Soeur Sourire
Réalisé par Stijn Coninx (2009)
| Durée | 124 minutes |
| Sortie | 29/04/2009 |
| Note | 6/10 |
La jeune Jeannine Deckers, fille de pâtissier, ne rêve que de s'échapper avec sa cousine Françoise de l'emprise de sa mère haineuse. Après s'être essayée à la musique et au dessin, Jeannine décide finalement en 1959 de rentrer dans les ordres chez les dominicaines de Fichermont, contre la volonté de ses parents. Croyante mais rebelle, la soeur Luc-Gabriel a du mal à se faire à la vie dans le monastère.
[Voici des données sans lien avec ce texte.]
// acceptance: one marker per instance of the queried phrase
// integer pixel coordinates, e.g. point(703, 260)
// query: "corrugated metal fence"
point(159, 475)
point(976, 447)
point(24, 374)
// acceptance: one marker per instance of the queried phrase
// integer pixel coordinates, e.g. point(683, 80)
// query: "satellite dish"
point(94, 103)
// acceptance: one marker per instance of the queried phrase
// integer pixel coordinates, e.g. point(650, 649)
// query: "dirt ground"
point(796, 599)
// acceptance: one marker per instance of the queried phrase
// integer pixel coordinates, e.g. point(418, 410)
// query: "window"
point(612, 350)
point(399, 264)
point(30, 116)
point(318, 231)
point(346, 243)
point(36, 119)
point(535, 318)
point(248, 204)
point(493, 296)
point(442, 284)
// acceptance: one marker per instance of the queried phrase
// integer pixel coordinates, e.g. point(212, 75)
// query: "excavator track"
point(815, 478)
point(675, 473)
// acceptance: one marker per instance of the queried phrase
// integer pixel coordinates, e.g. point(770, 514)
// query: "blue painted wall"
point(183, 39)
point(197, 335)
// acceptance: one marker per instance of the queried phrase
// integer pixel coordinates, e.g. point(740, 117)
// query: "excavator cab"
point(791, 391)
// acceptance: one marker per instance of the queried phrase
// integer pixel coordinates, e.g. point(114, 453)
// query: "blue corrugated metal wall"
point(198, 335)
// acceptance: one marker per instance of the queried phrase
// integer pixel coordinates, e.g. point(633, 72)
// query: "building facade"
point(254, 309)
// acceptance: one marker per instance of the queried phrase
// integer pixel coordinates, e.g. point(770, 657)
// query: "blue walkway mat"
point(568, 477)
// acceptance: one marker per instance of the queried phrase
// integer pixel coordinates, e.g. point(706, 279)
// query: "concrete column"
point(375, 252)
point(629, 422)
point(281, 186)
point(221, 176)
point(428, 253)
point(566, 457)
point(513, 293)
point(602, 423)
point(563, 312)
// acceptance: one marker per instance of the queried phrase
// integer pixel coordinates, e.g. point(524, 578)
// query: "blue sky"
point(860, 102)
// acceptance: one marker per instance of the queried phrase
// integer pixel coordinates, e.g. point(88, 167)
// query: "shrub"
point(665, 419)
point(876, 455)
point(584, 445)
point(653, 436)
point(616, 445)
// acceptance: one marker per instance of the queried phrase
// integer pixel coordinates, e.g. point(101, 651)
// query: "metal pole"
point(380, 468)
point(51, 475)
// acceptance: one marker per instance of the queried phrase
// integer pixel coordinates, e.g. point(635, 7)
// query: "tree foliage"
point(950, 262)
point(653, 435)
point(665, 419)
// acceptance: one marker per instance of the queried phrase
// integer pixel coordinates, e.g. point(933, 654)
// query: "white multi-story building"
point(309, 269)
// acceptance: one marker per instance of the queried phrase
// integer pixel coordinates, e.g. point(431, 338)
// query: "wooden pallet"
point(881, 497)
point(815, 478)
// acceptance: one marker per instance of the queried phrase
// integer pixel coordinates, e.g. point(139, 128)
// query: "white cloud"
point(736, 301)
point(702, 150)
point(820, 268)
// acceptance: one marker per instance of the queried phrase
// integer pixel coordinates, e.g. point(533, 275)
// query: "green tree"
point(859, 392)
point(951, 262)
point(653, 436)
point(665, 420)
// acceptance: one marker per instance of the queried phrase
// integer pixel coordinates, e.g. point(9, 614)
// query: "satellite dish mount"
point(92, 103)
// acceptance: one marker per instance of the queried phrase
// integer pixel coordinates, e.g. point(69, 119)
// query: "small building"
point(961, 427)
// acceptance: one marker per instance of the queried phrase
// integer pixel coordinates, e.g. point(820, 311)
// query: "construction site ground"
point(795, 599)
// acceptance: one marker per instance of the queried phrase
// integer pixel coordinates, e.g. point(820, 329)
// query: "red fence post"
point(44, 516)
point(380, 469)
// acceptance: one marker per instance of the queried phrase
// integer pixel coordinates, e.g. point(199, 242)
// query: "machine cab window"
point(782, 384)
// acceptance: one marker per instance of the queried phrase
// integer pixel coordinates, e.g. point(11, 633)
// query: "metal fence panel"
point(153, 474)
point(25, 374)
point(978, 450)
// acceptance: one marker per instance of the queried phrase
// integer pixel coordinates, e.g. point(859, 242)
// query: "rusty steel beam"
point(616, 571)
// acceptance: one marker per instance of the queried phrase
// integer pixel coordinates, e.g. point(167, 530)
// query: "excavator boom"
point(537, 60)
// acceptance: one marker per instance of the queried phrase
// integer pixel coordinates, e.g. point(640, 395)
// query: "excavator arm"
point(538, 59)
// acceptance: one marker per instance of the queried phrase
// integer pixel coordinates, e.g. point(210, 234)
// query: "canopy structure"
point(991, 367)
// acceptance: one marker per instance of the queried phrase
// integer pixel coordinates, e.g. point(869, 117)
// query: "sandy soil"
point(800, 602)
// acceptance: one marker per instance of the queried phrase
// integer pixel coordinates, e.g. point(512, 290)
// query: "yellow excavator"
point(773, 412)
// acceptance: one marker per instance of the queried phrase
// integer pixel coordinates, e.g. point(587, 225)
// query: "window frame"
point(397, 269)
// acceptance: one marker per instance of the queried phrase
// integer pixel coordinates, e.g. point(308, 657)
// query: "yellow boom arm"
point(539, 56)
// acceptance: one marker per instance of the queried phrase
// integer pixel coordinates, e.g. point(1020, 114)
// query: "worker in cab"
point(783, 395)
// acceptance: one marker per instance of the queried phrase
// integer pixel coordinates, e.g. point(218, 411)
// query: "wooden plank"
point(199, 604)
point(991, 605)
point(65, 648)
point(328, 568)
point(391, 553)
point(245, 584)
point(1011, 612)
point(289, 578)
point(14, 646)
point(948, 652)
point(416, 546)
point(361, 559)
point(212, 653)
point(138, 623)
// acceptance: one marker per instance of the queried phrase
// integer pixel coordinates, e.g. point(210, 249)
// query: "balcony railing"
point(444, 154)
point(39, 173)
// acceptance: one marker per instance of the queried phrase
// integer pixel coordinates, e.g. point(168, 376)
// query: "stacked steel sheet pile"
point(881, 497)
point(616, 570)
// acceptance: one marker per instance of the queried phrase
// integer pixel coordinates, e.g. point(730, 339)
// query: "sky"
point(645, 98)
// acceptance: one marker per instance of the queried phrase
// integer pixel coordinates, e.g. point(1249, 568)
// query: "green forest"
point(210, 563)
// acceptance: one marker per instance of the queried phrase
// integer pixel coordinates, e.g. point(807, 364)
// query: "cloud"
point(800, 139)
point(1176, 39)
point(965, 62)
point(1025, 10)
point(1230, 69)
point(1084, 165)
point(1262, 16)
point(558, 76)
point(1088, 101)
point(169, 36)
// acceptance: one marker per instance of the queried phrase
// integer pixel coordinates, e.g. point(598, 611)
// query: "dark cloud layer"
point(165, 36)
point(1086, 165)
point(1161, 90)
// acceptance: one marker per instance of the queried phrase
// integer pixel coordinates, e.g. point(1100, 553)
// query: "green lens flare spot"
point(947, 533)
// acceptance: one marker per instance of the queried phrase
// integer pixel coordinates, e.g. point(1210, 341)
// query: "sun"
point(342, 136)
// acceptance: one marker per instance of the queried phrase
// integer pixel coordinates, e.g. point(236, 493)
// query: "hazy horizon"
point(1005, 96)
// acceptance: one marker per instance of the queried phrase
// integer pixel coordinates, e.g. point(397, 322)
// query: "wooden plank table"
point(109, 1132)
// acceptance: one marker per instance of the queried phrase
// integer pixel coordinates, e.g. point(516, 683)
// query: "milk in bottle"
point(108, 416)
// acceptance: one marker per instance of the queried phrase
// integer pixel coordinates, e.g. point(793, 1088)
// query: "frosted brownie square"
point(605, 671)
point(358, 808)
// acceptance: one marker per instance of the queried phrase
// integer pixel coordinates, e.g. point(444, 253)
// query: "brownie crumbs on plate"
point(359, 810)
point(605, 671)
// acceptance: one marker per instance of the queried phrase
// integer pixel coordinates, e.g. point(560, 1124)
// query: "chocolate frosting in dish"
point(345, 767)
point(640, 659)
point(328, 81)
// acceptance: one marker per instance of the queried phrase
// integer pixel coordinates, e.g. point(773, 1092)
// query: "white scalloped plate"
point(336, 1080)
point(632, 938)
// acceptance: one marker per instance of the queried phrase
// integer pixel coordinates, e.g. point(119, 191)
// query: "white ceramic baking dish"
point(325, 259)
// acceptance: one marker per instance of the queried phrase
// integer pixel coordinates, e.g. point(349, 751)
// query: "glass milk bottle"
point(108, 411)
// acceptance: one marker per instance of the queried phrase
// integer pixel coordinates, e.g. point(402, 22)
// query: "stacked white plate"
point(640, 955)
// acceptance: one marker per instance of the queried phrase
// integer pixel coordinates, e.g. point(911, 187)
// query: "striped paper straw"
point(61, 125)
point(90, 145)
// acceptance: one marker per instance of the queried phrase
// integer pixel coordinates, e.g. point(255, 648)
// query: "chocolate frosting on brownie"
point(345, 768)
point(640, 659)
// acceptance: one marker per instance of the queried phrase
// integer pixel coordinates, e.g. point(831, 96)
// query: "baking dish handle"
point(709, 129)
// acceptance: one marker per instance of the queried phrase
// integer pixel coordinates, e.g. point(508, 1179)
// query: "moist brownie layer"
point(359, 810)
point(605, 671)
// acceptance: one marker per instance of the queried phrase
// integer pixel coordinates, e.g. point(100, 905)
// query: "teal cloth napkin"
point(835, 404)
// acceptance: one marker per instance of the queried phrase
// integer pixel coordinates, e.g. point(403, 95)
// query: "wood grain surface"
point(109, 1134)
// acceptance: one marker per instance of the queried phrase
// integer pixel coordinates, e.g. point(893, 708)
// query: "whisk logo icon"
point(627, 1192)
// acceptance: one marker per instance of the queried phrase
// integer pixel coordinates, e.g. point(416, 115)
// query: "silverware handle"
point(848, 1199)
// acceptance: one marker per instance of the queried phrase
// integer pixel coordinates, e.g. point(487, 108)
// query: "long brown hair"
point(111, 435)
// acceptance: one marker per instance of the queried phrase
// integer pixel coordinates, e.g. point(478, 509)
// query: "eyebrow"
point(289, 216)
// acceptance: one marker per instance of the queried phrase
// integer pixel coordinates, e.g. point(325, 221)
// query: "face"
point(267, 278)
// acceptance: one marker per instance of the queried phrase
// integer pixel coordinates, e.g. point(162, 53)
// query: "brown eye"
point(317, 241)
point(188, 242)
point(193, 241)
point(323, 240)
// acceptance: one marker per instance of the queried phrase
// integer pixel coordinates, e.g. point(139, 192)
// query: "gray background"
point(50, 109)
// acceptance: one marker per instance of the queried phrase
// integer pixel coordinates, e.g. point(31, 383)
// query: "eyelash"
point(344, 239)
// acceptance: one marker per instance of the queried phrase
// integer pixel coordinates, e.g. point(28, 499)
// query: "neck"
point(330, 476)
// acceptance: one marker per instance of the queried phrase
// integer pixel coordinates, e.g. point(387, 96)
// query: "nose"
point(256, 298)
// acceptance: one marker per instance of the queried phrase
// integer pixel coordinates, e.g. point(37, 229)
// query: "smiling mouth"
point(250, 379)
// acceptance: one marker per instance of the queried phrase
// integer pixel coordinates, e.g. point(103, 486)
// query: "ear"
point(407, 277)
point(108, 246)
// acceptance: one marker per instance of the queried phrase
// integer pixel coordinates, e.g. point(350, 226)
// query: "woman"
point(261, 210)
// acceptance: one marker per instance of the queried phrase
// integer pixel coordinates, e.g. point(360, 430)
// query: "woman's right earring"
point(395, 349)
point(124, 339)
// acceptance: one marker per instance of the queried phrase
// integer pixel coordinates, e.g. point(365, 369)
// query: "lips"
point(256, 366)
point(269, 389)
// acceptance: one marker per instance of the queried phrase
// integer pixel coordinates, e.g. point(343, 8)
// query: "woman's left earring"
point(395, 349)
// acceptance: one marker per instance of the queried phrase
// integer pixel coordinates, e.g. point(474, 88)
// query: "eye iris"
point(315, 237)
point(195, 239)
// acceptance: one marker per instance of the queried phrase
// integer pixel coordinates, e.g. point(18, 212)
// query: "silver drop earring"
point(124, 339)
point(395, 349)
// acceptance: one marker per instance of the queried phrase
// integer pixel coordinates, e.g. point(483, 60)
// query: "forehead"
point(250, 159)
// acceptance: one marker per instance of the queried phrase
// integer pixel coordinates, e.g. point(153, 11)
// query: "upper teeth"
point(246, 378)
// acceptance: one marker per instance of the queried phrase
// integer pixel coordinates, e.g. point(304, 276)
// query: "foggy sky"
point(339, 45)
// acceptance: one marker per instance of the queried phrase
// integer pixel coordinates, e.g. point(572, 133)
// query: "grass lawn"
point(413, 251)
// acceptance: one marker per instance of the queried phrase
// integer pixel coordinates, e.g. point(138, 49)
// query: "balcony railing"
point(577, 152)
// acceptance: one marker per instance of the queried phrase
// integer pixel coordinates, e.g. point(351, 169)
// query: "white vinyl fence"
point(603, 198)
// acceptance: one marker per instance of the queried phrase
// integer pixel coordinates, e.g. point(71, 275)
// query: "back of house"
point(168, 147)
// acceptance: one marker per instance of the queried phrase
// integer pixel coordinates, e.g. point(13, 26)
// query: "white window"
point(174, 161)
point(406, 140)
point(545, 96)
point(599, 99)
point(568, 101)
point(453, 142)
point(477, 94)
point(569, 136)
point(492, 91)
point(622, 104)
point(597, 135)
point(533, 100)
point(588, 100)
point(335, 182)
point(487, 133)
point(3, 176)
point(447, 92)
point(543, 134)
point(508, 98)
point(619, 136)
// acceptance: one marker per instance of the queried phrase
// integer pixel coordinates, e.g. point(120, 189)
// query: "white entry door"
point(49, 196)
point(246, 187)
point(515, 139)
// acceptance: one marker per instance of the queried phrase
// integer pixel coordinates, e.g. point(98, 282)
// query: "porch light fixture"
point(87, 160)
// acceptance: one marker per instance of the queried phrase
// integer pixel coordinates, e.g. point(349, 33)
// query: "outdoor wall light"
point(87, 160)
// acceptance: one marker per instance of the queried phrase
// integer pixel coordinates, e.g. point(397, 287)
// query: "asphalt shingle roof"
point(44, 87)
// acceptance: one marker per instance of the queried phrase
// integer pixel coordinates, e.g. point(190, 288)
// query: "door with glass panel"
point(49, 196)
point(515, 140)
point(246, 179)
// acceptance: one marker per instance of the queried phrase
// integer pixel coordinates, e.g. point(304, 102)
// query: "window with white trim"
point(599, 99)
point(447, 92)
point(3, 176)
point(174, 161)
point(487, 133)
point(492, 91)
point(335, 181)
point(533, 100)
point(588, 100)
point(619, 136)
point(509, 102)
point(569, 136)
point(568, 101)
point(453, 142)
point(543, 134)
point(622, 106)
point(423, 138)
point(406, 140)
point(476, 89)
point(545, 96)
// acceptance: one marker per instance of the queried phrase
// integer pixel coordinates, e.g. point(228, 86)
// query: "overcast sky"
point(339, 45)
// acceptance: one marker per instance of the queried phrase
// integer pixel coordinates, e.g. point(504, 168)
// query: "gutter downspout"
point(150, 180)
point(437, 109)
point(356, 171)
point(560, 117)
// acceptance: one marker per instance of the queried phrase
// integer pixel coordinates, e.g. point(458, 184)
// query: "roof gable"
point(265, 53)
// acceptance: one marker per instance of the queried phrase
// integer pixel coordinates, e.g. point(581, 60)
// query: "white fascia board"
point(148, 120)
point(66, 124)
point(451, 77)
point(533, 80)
Elle attire l'attention de ses supérieurs avec sa musique, au point d'enregistrer une de ses chansons, "Dominique", qui devient instantanément un tube international.
La critique
Par Tootpadu 24/03/2009
Pour son plus grand bien, Soeur Sourire prend son temps dans l'évocation d'un parcours, dont le maître-mot pourrait être l'exclusion. Soeur Luc-Gabriel sous toutes ses identités ne paraît en effet jamais être tout à fait à sa place. Hostile à la morosité de la pâtisserie familiale, indécise sur la voie artistique à prendre, mal adaptée aux règles de privation du couvent, et finalement un anachronisme ambulant avec ses représentations de chansons édifiantes dans des bars canadiens mal famés, la religieuse frustrée ne trouve son bonheur nulle part. Cette insatisfaction accablante provient peut-être de son incapacité de s'assumer pour ce qu'elle est réellement, bien qu'il devienne vite apparent que Jeannine elle-même ne sait pas trop qui elle est au fond. Ou bien, son drame se base-t-il sur son entêtement de s'opposer aux structures sociales et morales (l'ordre religieux, l'église catholique, le fisc, sa mère, sa copine), contre lesquelles elle, en tant qu'individu indécis, n'a pas la moindre chance ?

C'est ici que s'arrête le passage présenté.